Sunday, 4 June, 2023

Sleep Well For Healthier Life

Dr. Shyam P Lohani

On 15 March, the World Sleep Day 2022 was observed with a theme “Quality Sleep, Sound Mind, and Happy World”. Sleep is essential for good health; therefore, enough quality sleep is vital for helping a person maintain optimal health and well-being. Sleep allows both the body and the mind to recharge, leaving us refreshed and alert when we wake up. Sleep is as vital as other daily needs such as food and water.

Quality sleep helps the body remain healthy and fight off diseases. Deprivation of sleep affects brain functioning. Sleep deprivation can impair our abilities to concentrate, think clearly, process memories, and oftentimes decision making. Sleep deprivation can also put overall health and safety at risk. Therefore, it is essential to prioritise and ensure adequate sleep on a daily basis.
An estimated one in three adults does not get enough sleep. Although sleep needs vary from person to person, most adults require between seven to nine hours of nightly sleep as suggested by the Centre for Disease Control and Prevention (CDC, 2020). Children and teenagers need substantially more sleep and children aged below five years need even more. There are several reasons such as work schedules, day-to-day stressors, a disruptive bedroom environment, and medical conditions that can all prevent us from receiving enough sleep. An adequate amount of sleep each night depends on a healthy diet and positive lifestyle habits.

Sleep has links to several brain functions, including concentration, productivity, decision making, and cognition. Adequate sleep allows our body to regulate blood pressure itself. Low sleep quality and duration may increase the risk of developing heart disease. The association between sleep and mental health has been established well. It has been shown that there is a link between lack of sleep and depression. Short sleep and or poor quality sleep is associated with a greater risk of developing type 2 diabetes and insulin resistance.

Sleep helps the body repair, regenerate, and recover. Research has shown that good sleep helps our immunity to work better, thus sleep quality can help the body fight off infections. Lack of sleep has been shown to impair immunity and our ability to fight infections. There have been studies showing the link between less amount of sleep to weight gain and obesity. Similarly, sleep loss reduces our ability to regulate emotions and interact socially. People who are deprived of quality sleep may experience a range of symptoms, including fatigue, irritability, mood changes, difficulty focusing and remembering, and also a reduced sex drive.

The sleep cycle is regulated by an internal body clock that operates 24 hours known as circadian rhythm. This regulates the sleep cycle, controlling when you feel tired and ready for bed or refreshed and alert. After waking up from sleep, we become increasingly tired throughout the day. These feelings will peak in the evening and thus, our desire to go to bed. Light influences the circadian rhythm which is regulated by the hypothalamus in the brain, and there is a cluster of cells in the hypothalamus called the suprachiasmatic nucleus that processes signals when the eyes exposed to natural or artificial light. The signals generated in the brain help determine whether it is daytime or night.
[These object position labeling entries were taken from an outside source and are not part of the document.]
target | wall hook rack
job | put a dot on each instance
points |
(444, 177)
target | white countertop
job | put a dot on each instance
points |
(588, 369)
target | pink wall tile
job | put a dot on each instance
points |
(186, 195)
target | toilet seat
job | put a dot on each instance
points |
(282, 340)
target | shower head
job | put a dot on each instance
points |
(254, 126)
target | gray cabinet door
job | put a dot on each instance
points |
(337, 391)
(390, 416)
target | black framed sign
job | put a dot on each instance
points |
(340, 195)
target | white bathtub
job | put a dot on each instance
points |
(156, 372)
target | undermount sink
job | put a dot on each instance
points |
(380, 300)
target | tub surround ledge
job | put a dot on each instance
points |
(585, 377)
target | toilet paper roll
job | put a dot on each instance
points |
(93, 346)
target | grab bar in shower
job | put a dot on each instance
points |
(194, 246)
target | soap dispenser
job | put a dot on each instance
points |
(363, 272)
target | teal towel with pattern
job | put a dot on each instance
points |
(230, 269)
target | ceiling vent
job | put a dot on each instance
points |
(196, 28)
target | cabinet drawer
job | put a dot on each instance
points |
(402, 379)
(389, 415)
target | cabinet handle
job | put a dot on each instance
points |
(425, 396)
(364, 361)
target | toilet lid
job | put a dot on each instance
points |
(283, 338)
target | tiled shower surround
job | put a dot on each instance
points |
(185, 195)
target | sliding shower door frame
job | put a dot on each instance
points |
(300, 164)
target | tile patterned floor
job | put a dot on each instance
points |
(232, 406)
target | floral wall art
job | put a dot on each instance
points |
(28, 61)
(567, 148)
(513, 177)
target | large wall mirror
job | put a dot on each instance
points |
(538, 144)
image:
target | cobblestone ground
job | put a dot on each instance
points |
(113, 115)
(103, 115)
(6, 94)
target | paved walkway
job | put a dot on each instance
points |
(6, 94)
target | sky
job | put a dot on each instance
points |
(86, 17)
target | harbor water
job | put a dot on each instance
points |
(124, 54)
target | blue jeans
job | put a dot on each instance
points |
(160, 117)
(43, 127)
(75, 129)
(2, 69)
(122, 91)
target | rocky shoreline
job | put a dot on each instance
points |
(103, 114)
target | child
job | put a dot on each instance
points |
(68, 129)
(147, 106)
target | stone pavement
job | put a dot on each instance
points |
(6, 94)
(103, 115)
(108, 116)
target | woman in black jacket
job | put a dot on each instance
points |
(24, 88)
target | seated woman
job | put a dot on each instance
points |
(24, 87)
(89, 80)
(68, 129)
Sleep is regulated by an important naturally occurring hormone called melatonin. This hormone is controlled by light exposure that helps regulate the sleep-wake cycle. Brain secrets more melatonin when it is dark and makes us sleepy and less when there is light, hence making us more alert. The body releases melatonin when natural light disappears in the evening thus causing drowsiness. The morning sun rise causes the body to release the hormone known as cortisol that promotes energy and alertness.

It has been established that sleeping well directly affects our mental and physical health and wellbeing. Getting along with the natural sleep-wake cycle or circadian rhythm is one of the most important strategies for sleeping better. It is, therefore, recommended to keep a regular sleep-wake schedule. This will help us feel much more refreshed and energised than if we sleep the same number of hours at different times by altering our sleep schedule even by an hour or two.
It is important to go to sleep and get up at the same time every day as far as possible. Thus, it is advised to avoid sleeping long even on weekends or holidays. The alteration on weekend or weekday sleep schedules affects our body and sometimes the jetlag-like symptoms may be experienced.

Healthy lifestyles
A healthy diet has been associated with overall sleep quality. People who regularly perform moderate exercise sleep better at night and feel less sleepy during the day. Moderate level of daily exercise also improves the symptoms of insomnia, sleep apnea and increases the amount of time we spend in the deep, restorative stages of sleep that is linked to better health.

Therefore, it is up to us to improve the sleep quality by avoiding sleeping in when we have had enough sleep, going to bed around the same time each night or better following work sleep schedule each day, spending more time outside, being more active during the day and reducing stress through exercise, therapy, or other means of meditation. After all, good quality sleep ensures better health and productive life.

(Dr. Lohani is the clinical director at the Nepal Drug and Poison Information Centre.